Das Kabinett beschloß, daß zur Behebung von wirtschaftlichen Notständen in der deutschen Arbeitnehmerschaft des Saargebiets einmalig eine Gesamtsumme von 6 Millionen Reichsmark bereitgestellt werden solle. Die Verteilung soll im Einvernehmen mit dem Saarausschuß3 erfolgen mit der Maßgabe, daß von der genannten Gesamtsumme ein Betrag von höchstens 3,75 Millionen nach dem Antrage des Reichsarbeitsministers an die notleidenden Bergleute entsprechend ihrer sozialen Bedürftigkeit verteilt werden soll. Die Unterstützung der Saargänger soll mit sofortiger Wirkung eingestellt werden.
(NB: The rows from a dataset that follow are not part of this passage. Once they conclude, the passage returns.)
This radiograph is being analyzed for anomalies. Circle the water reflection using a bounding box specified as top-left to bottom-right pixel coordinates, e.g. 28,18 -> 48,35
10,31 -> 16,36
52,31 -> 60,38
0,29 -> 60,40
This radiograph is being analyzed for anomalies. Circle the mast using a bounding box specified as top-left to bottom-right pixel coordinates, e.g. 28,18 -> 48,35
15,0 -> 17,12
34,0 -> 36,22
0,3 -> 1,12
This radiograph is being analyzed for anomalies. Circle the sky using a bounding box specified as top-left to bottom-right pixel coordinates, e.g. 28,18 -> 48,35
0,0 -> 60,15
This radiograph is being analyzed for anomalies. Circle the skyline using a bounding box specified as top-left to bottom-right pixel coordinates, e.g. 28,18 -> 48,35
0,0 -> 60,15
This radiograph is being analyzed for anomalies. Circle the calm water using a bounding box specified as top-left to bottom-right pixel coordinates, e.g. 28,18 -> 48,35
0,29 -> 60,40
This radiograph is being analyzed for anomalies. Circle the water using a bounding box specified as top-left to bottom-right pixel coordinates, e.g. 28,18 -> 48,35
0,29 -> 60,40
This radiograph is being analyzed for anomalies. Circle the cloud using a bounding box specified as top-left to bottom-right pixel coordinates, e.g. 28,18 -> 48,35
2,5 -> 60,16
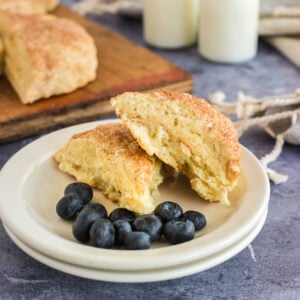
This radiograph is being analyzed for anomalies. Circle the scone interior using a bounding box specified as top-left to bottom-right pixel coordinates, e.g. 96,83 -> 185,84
0,12 -> 98,104
0,37 -> 4,76
111,90 -> 241,204
54,123 -> 163,214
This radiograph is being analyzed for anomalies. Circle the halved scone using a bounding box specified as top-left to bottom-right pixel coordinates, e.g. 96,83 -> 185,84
0,11 -> 98,104
0,37 -> 4,75
111,90 -> 241,204
0,0 -> 59,15
54,123 -> 163,214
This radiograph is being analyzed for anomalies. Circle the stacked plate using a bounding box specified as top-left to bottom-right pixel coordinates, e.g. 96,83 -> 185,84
0,120 -> 270,282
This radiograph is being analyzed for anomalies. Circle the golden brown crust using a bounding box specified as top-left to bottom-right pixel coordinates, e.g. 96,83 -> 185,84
149,89 -> 242,180
0,0 -> 59,15
0,11 -> 98,104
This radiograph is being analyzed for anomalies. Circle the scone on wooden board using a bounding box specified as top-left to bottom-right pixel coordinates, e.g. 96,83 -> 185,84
0,0 -> 59,15
0,11 -> 98,104
54,123 -> 163,214
111,90 -> 241,204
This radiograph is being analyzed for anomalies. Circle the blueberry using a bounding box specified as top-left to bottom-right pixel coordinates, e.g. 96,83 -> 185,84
64,182 -> 93,204
183,210 -> 206,231
56,193 -> 83,220
113,219 -> 132,246
154,201 -> 183,223
90,218 -> 115,248
72,202 -> 106,243
109,208 -> 135,223
132,215 -> 163,242
163,219 -> 195,245
124,231 -> 151,250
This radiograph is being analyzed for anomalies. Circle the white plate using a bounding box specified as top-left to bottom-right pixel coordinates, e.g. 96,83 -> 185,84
0,120 -> 270,271
5,210 -> 267,282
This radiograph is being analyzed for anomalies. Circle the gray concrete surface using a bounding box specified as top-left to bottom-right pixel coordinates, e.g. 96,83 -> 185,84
0,1 -> 300,300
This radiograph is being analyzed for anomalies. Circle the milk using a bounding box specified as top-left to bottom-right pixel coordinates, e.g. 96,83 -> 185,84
198,0 -> 259,63
143,0 -> 199,49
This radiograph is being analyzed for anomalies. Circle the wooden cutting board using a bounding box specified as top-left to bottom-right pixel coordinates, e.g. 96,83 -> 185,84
0,5 -> 193,143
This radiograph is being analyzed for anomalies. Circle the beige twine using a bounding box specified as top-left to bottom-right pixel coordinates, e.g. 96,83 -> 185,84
210,90 -> 300,184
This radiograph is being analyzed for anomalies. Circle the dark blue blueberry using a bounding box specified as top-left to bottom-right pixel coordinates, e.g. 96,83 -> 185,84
113,219 -> 132,246
183,210 -> 206,231
132,215 -> 163,242
109,208 -> 135,223
64,182 -> 93,204
56,193 -> 83,220
163,219 -> 195,245
83,202 -> 107,218
154,201 -> 183,223
72,202 -> 106,243
124,231 -> 151,250
90,218 -> 115,248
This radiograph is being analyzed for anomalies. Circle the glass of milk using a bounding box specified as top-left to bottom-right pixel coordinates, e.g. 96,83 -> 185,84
143,0 -> 199,49
198,0 -> 259,63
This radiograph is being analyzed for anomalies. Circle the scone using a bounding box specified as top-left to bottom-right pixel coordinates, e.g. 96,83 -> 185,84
111,90 -> 241,204
0,0 -> 59,15
54,123 -> 163,214
0,37 -> 4,76
0,11 -> 98,104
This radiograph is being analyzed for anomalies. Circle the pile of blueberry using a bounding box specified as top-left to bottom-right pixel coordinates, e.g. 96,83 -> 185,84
56,182 -> 206,250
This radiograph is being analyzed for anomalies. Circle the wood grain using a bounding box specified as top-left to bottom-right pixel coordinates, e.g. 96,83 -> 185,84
0,5 -> 193,143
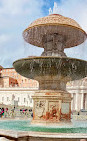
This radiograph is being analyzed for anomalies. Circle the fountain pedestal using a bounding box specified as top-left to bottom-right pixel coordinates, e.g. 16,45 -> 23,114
32,90 -> 71,125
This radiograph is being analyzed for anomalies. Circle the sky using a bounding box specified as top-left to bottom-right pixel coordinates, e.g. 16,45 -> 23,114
0,0 -> 87,68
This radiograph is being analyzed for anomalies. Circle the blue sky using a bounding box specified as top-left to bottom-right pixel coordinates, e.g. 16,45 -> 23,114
0,0 -> 87,67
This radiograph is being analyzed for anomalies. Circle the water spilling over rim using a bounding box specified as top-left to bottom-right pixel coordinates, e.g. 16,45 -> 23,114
13,57 -> 87,81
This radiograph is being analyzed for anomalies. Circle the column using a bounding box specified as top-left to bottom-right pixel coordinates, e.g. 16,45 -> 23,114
81,93 -> 84,109
75,93 -> 78,111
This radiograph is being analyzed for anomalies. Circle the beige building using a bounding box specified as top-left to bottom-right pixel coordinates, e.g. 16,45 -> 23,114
67,77 -> 87,111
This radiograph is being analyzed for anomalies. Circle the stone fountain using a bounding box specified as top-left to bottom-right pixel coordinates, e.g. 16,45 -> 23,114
13,14 -> 87,125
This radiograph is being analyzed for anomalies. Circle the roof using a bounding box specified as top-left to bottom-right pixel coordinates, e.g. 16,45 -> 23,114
23,14 -> 87,48
0,65 -> 3,69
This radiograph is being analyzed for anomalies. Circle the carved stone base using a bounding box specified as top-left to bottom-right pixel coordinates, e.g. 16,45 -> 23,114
32,90 -> 71,124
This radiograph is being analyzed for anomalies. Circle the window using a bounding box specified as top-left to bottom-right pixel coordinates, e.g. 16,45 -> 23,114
18,97 -> 20,102
7,97 -> 9,101
24,98 -> 26,103
2,97 -> 4,101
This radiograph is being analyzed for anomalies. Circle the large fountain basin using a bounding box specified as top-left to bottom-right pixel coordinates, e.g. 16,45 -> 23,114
13,57 -> 87,82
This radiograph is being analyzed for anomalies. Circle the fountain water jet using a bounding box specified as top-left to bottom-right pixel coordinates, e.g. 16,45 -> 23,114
13,14 -> 87,125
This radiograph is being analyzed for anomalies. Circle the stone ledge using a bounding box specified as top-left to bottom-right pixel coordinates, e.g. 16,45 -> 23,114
0,129 -> 87,139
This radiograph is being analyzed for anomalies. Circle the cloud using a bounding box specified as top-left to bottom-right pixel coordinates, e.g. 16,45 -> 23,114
0,0 -> 44,67
50,0 -> 87,60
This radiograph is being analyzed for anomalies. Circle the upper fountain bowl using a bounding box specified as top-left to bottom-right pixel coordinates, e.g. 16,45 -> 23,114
23,14 -> 87,48
13,56 -> 87,81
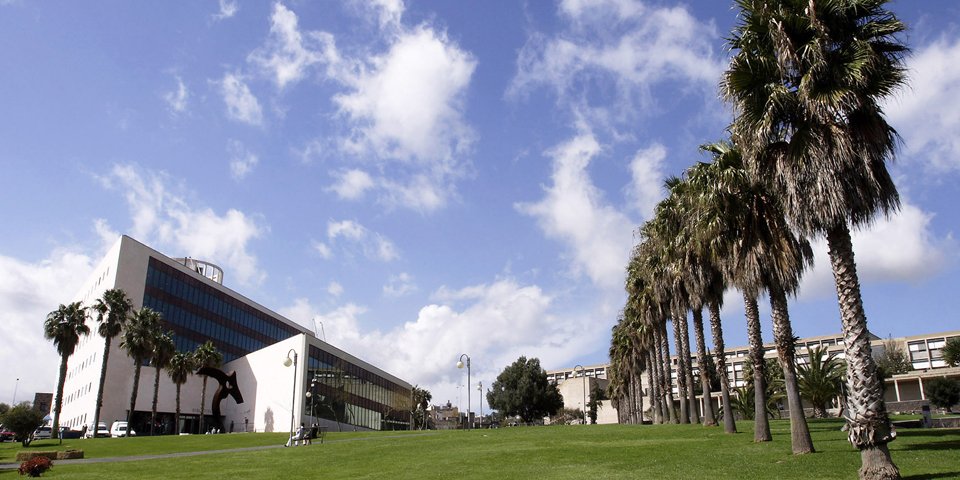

Die Fahrgeldbeihilfe für die Saargänger soll in bisheriger Weise nur noch für die Monate Juni und Juli weitergezahlt werden4. Es bestand Einverständnis darüber, daß die im Fluß befindlichen Verhandlungen über ein Entgegenkommen des Reichs auf dem Gebiete der Sozialversicherung fortgesetzt werden sollen5. Wegen der zur[765] Bereitstellung des Unterstützungsbetrages von 6 Millionen erforderlichen haushaltsrechtlichen Verhandlungen wird der Reichsminister der Finanzen das Erforderliche in die Wege leiten6.

3

Zur Bildung des Saarausschusses siehe Dok. Nr. 226, Anm. 2.

4

Dieser Beschluß über die Einstellung der Saargängerunterstützung wurde von der RReg. in der Ministerbesprechung vom 5. 7. (P. 6) und in der Kabinettssitzung vom 15.7.27 (P. 5) erneut bestätigt. Doch stellte das RMinbesGeb. in den Monaten August bis Oktober in beschränktem Umfang Beihilfen für die Saargänger aus eigenen Haushaltsmitteln zur Verfügung (R 43 I /244 , Bl. 105–108). In der Kabinettssitzung vom 18. 10. beschloß die RReg. die Wiedereinführung der Fahrgeldentschädigung für die Saargänger; siehe Dok. Nr. 319, P. 4.

5

Verhandlungen zwischen Vertretern der Regierungskommission des Saargebiets und der RReg. vom 7. bis 20.7.27 in Berlin führten zur Paraphierung einer „Abrede“, die eine Angleichung von Sozialversicherungsleistungen des Saargebiets an diejenigen des Reichs vorsah und die die Zusammenarbeit zwischen den beiderseitigen Versicherungsträgern regelte (RArbM an StSRkei, 12.7.27, R 43 I /244 , Bl. 56–85). Am 13. 10. wurde die Abrede in Heidelberg unterzeichnet. Siehe die „Verordnung über die Abrede zwischen der Deutschen Regierung und der Regierungskommission des Saargebiets über Angelegenheiten der Sozialversicherung des Saargebiets“ vom 27.10.27 (RGBl. II, S. 896 ); Bekanntmachung über das Inkrafttreten der Abrede vom 2.11.27 (RGBl. II, S. 1073 ).

6

Die Verteilung der Notstandsbeihilfe von 6 Mio RM an die Saararbeiter erfolgte durch die Gewerkschaften (Aktenstücke hierzu in R 43  I /244  und 245 ). In der Kabinettssitzung vom 23. 11. beschloß die RReg., einen zusätzlichen Betrag von 300 000 RM zur Verfügung zu stellen; siehe Dok. Nr. 349, P. 8.